Choque corporativo

A política econômica do governo revela inquietantes rugas numa superfície que se julgava a salvo de quaisquer atropelos. Contudo, até os menos familiarizados com a variedade de matizes que entram na composição de um organismo corporativo como o aparelho de Estado, por exemplo, compreendem que é impossível manter o equilíbrio desejável, por todo o tempo, entre convicções não raro antitéticas.

Destarte, o ministro Guido Mantega não pôde contornar o desígnio de substituir o secretário de Política Econômica do Ministério da Fazenda, Júlio Sérgio Gomes de Almeida, nomeando para ocupar o posto o até então secretário-executivo, Bernardo Appy.
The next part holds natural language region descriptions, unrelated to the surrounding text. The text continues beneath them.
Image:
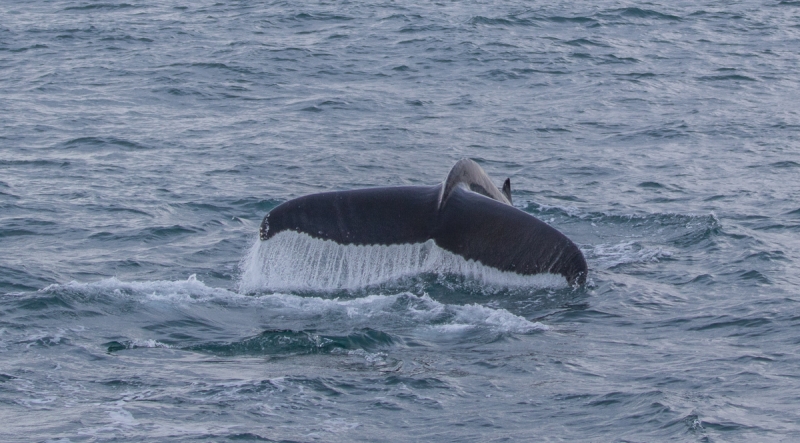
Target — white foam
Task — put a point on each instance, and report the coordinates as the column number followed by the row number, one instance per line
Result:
column 608, row 256
column 296, row 261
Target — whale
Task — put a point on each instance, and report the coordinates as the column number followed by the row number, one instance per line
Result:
column 466, row 214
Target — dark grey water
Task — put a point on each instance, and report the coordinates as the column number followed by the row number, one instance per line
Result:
column 142, row 143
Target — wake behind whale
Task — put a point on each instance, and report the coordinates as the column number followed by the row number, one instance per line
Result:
column 464, row 226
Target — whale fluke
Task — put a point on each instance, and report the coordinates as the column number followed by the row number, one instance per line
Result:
column 466, row 215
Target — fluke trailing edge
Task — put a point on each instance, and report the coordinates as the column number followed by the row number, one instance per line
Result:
column 466, row 215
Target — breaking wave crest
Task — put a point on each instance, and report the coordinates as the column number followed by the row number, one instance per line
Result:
column 296, row 261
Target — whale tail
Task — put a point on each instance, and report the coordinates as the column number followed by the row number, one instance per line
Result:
column 466, row 215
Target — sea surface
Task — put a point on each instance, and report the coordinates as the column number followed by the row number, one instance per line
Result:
column 142, row 143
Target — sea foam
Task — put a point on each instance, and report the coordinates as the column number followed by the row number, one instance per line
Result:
column 297, row 261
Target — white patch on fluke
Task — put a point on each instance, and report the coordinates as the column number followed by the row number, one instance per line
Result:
column 297, row 261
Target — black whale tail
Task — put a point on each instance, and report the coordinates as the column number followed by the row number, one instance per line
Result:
column 466, row 215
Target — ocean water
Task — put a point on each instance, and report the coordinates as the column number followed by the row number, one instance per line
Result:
column 141, row 144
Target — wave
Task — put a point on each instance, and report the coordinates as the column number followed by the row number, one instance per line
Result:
column 190, row 315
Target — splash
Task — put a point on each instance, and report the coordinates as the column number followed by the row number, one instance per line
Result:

Para essa vaga, Mantega recrutou o técnico federal de carreira Nelson Machado, ex-ministro da Previdência Social, a quem o presidente Luiz Inácio Lula da Silva rasgara elogios no recente improviso pronunciado na cerimônia de posse dos novos ministros.

O motivo da saída de Almeida não foi outro senão as pesadas críticas que fizera em entrevista a O Estado de S. Paulo à política do Banco Central, sobretudo aos juros altos e suas conseqüências na apreciação do real frente ao dólar norte-americano. A entrevista foi publicada na edição da última terça-feira, mas, de acordo com a versão de Mantega, o ex-secretário lhe entregara o pedido de exoneração na noite anterior.
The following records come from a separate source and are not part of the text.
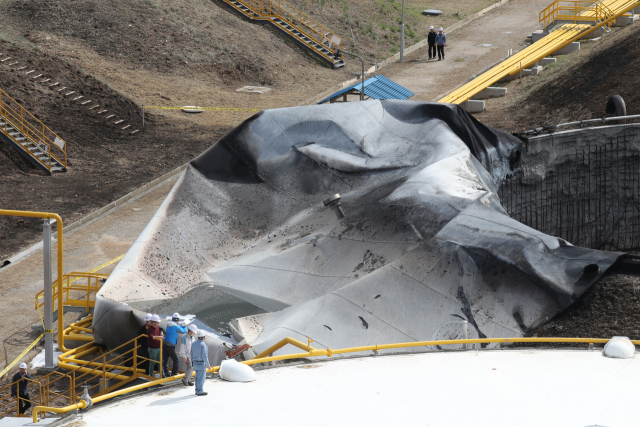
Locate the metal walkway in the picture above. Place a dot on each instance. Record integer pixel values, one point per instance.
(557, 39)
(30, 137)
(302, 28)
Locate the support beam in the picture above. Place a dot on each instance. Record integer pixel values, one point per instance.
(490, 92)
(472, 106)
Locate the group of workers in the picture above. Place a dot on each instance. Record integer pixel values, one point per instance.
(192, 350)
(437, 41)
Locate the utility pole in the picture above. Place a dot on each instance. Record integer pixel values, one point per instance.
(361, 60)
(48, 293)
(402, 35)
É provável que o ex-secretário tivesse ciência do mal-estar que a entrevista causaria à equipe econômica e, por esse motivo, antecipou o pedido de desligamento do governo. Essa, porém, poderá ter sido a versão para o público externo, havendo os que prefiram acreditar que ao ministro da Fazenda não restou alternativa senão a exoneração do auxiliar.

Na nota referente à exoneração, politicamente correta, o ministro Guido Mantega se esmerou em respeitar opiniões pessoais, exaltando os ?relevantes serviços prestados por Gomes de Almeida?. Dentre eles, ao que parece, não houve espaço para sua declarada aversão à política de juros altos e valorização cambial, instrumentos que a seu juízo estão contribuindo para transformar ?a indústria em pó?.

O ex-secretário citou textualmente as indústrias de vestuário e calçados, que juntas já demitiram 350 mil trabalhadores.